When Lynda and most of the rest of us purchased our homes in the Kedron area, there was no talk of a "West Village". That land was shown as county and zoned to allow light development. There were no plans to expand McDuff Parkway so that it connects to 74 at the north Kedron light. If the people who moved into Centennial had looked at their land use plan instead of listening to their developer, they would have seen that they had only one egress and that the "McDuff" idea was just that - an idea.

Submitted by johenry on Thu, 10/12/2006 - 7:51am.

Lynda Wojcik deserves some gratitude for demanding some common sense on the westside annexation. Paulding County is holding homebuilder Levitt and Sons to 1.5 homes per acre. In Peachtree City, Levitt and Sons is asking for three times that number.

Where is the backbone of the city council when it comes to getting the developers to shape up and act right? They are letting builders run all over us. It’s pretty bad when Paulding County can generate better results than a master planned community.

mudcat's picture
Submitted by mudcat on Tue, 10/10/2006 - 6:36pm.

Levitt's proposal comes in at an alarming density of 2.15 units per acre. That's .3 units per acre higher than the subdivisions off Kedron Drive and that is a problem - how? and why? Lynda?

Wieland's is more difficult to figure out, but why not just look at the plan? If you looked at the Kedron plan before you moved here, would you have said it was too dense? Then would you have bought? Well, I guess you did, so stop complaining.

And FYI, petitions are not taken seriously by a growth-oriented city council. Your chance to influence things passed with the last election. Did you vote? Did you raise money for the anti-growth candidate? Did you do anything Ms. Lynda?
meow


Robert W. Morgan's picture
Submitted by Robert W. Morgan on Wed, 10/11/2006 - 6:38pm.
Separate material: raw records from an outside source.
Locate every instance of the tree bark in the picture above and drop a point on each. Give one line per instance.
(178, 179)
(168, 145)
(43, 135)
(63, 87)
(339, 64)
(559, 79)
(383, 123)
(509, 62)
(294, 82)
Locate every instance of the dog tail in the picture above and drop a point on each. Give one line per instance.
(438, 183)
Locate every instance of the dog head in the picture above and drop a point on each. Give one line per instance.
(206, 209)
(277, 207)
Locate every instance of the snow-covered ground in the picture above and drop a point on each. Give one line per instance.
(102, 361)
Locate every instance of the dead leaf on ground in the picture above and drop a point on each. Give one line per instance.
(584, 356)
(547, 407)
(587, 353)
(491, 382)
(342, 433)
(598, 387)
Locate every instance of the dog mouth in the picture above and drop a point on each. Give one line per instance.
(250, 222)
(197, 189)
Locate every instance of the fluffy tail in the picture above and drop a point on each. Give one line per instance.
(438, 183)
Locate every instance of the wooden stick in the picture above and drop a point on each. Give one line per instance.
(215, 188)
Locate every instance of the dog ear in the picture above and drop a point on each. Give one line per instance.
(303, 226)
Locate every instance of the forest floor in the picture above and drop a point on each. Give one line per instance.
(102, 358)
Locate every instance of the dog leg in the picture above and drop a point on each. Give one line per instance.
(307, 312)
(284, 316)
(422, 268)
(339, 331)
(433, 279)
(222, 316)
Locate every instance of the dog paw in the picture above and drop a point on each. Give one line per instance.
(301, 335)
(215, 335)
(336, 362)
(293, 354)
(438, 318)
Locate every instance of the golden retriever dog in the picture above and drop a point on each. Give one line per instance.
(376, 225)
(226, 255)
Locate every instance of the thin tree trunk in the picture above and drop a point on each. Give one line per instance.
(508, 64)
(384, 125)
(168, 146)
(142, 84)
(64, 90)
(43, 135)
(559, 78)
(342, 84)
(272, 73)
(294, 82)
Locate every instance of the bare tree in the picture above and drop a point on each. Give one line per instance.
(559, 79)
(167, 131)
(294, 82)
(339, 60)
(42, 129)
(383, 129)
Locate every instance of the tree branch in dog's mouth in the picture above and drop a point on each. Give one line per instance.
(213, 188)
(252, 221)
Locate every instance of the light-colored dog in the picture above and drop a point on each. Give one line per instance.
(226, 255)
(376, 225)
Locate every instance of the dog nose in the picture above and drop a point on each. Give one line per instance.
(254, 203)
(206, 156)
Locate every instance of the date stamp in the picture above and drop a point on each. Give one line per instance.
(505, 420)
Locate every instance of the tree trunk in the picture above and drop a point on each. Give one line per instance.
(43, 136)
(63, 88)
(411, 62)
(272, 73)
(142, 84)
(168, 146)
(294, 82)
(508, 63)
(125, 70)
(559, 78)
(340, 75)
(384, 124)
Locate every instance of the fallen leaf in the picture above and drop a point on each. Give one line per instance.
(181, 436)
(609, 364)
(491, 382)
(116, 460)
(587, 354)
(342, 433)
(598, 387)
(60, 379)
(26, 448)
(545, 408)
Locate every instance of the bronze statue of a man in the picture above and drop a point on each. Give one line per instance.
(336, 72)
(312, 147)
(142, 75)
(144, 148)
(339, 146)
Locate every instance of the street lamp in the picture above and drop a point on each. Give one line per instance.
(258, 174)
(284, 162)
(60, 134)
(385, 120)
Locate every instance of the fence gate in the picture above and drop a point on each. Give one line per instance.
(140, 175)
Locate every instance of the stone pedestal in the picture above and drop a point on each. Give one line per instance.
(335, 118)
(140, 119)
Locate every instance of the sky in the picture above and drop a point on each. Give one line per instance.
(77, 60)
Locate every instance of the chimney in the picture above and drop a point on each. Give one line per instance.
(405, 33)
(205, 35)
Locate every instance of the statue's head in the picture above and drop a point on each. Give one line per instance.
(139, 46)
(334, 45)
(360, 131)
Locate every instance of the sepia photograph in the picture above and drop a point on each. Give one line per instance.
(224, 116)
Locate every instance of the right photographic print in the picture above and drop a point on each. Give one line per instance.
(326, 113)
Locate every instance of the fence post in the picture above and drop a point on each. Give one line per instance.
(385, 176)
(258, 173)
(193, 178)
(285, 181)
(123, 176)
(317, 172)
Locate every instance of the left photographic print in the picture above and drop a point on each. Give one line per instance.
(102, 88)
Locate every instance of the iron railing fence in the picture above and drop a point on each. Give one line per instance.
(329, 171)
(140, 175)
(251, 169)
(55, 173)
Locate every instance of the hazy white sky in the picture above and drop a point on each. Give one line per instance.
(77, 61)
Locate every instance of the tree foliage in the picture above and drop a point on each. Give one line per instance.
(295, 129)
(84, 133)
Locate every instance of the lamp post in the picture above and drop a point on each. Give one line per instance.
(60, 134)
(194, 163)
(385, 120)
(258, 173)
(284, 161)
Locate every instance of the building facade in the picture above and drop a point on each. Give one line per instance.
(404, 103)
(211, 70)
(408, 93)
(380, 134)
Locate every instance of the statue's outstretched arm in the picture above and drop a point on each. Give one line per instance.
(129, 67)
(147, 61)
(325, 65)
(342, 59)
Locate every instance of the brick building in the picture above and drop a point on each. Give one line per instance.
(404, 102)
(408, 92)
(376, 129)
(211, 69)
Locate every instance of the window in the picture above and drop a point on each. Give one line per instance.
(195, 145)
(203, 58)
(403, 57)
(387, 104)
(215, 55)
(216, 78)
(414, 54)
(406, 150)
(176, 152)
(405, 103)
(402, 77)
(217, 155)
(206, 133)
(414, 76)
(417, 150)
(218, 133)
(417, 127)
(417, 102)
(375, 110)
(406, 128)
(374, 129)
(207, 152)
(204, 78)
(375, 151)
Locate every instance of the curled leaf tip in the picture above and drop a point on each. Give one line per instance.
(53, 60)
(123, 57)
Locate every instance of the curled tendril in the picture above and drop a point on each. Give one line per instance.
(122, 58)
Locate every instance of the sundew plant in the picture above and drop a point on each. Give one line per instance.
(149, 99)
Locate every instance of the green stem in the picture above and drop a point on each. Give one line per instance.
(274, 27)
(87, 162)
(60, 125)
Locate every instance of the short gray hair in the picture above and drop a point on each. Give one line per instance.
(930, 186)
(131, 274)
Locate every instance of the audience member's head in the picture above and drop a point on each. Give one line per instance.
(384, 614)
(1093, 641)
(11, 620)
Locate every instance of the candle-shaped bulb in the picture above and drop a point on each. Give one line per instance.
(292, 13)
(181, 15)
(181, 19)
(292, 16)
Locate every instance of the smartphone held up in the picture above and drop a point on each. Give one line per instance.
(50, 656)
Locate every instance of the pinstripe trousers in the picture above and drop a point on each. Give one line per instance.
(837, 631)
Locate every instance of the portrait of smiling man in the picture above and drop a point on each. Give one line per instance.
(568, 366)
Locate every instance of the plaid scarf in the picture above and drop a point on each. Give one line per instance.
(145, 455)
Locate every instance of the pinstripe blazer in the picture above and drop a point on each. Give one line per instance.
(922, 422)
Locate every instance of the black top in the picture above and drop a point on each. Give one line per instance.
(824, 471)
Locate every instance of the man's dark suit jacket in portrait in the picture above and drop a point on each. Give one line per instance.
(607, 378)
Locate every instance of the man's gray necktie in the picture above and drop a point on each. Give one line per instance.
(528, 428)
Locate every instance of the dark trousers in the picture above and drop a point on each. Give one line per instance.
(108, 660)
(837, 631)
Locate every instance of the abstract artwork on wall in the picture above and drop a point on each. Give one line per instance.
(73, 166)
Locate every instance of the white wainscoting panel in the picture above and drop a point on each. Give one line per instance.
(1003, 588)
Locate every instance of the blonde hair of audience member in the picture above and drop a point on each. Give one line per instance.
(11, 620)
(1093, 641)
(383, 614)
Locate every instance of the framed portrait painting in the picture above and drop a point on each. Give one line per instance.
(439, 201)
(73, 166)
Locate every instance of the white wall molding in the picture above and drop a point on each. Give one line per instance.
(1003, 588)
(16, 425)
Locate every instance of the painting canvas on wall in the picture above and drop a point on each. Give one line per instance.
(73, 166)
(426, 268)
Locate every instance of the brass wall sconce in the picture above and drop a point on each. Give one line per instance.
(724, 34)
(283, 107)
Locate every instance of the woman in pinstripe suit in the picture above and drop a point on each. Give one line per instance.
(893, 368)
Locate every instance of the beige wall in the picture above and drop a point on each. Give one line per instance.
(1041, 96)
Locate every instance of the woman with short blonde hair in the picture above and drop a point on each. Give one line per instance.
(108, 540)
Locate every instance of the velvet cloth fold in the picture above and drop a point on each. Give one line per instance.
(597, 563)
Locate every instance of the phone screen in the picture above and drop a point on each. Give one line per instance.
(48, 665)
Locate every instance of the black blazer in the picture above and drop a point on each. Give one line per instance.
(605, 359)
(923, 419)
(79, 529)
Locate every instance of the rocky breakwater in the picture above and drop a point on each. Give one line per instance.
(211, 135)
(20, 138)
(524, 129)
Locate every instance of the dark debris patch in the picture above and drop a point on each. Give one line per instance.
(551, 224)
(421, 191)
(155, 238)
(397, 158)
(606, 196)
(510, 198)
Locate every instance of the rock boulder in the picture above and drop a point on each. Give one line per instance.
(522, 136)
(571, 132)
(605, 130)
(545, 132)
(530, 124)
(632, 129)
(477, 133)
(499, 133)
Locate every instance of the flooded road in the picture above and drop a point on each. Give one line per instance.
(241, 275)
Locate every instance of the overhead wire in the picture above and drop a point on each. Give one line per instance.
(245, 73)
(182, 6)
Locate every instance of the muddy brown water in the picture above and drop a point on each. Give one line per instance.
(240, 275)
The Lynda person does not to deserve to be attacked that way. I think she means well and simply does not understand her city. Sure, the business of Peachtree City is growth - not anti-growth, anti- achievement, wacko enviornmentalists like Phyliss and Dennis and Bob.

But forgive Lynda for not knowing about that. After all, she moved in recently and hasn't been active in trying to understand issues. She may want to buy a franchise when "Protests 'R Us" makes them available. I think $10,000 per franchise is a fair price.

I think she can be counted on to attend City Council meetings in the future and even get involved when task forces are formed. After all, serving and creating something is more fufilling that knocking down something that others have created or proposed. Isn't it?